LONDRES : "Effondrés" devant la prise de pouvoir éclair des talibans, les Afghans réfugiés au Royaume-Uni et leurs associations appellent à aider leurs compatriotes en détresse, tout en exprimant leur angoisse pour l'avenir de leur pays.
Des milliers d'Afghans tentent depuis la fin de la semaine dernière de fuir leur pays, avec en tête le souvenir du régime répressif des talibans entre 1996 et 2001, marqué par des violations répétées des droits humains.
Leurs compatriotes résidant déjà au Royaume-Uni depuis plusieurs années sont eux partagés entre "l'impuissance, la colère et la mobilisation", affirme à l'AFP Fahima Zaheen, directrice de l'association de réfugiés afghans Paiwand, basée à Londres.
Cette femme de 45 ans souhaite que le gouvernement britannique continue d'aider les association à intégrer les réfugiés y compris ceux qui immigrent clandestinement.
"Le gouvernement a eu les vingt dernières années pour éviter cette situation", mais il a "ignoré" tous les signaux, accuse-t-elle, affirmant que les futurs réfugiés ont désormais "besoin de notre soutien immédiat".
« Situation désespérée »
L'effondrement en moins de deux semaines du gouvernement afghan, soutenu pendant deux décennies par les puissances occidentales, a durement touché la communauté.
"C'est un tel désastre... Jamais nous ne pensions que les talibans reviendraient", se désole Nooralhaq Nasimi, directeur de l'Association d'Afghanistan et d'Asie centrale de Londres.
Décrivant une "situation désespérée", le directeur de l’Association afghane de Londres Karim Shirin déplore que l'Afghanistan soit "une fois de plus laissé pour compte par la communauté internationale".
Les associations critiquent tout particulièrement le président américain Joe Biden et le Premier ministre britannique Boris Johnson, jugeant trop hâtif le retrait militaire, qui a livré l'Afghanistan aux talibans.
"Construire une nation, une démocratie, est une solution à long terme.
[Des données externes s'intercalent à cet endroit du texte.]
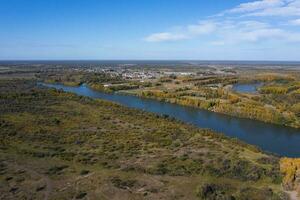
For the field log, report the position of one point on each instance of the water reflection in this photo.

Vingt ans ne suffisent pas", explique Nooralhaq Nasimi, qui a fui l'Afghanistan et gagné le Royaume-Uni à bord d'un camion réfrigéré en 1999.
Safir Khan, demandeur d'asile afghan de 31 ans, a beaucoup pleuré en voyant les talibans reprendre le pouvoir et ses compatriotes désespérés se ruer vers les avions militaires étrangers à l'aéroport de Kaboul. "Il n'y a pas de vie dans notre pays", dit-il à l'AFP, "Les talibans n'aident pas les gens - ils ne savent que les tuer".
Les journalistes, militants, traducteurs et ceux ayant travaillés pour le gouvernement afghan ou les forces étrangères redoutent les représailles des talibans, qui ont tué et torturé des dizaines d'interprètes afghans en deux décennies de guerre.
Selon les informations du Comité pour la Protection des Journalistes (CPJ), les talibans ont déjà fouillé cette semaine les domiciles "d'au moins quatre journalistes et employés" de médias et au moins deux autres ont été frappés à Jalalabad (est du pays).
Douloureux souvenirs
Cela ravive de douloureux souvenirs chez Homed Mohammad, 31 ans, réfugié au Royaume-Uni depuis 2001: il se souvient de l'époque où les talibans coupaient les mains des voleurs, terrorisaient les femmes et interdisaient la musique et le football.
"Tout ce qui m'importe, c'est ma famille là-bas - je ne sais pas ce qui va se passer", dit-il.
Le Royaume-Uni s'est engagé à accueillir 20 000 réfugiés afghans sur plusieurs années, dont 5.000 la première, en donnant la priorité aux femmes, enfants et personnes les plus vulnérables aux représailles des talibans.
Adris Tokhi, 35 ans, avocat spécialisé dans l'immigration travaillant pour l'association de réfugiés afghans Paiwand, explique avoir été submergé par un nombre "incalculable" de demandes de renseignements de la part d'Afghans inquiets. Pour lui, le Royaume-Uni devrait accueillir plus de réfugiés dès la première année, "la plus importante".
Le sort des femmes en particulier inquiète, les talibans leur ayant interdit de travailler ou d'aller à l'école lorsqu'ils étaient au pouvoir, en vertu de leur interprétation stricte de la loi islamique.
"Il y a eu beaucoup de progrès et il serait malheureux de repartir à zéro", se désole Mariam Baraky, responsable chez Paiwand.
Mais Karim Shirin estime impossible que les talibans reviennent sur vingt ans de progrès: "les gens ne supporteront pas de nouvelles atrocités de leur part", veut-il croire.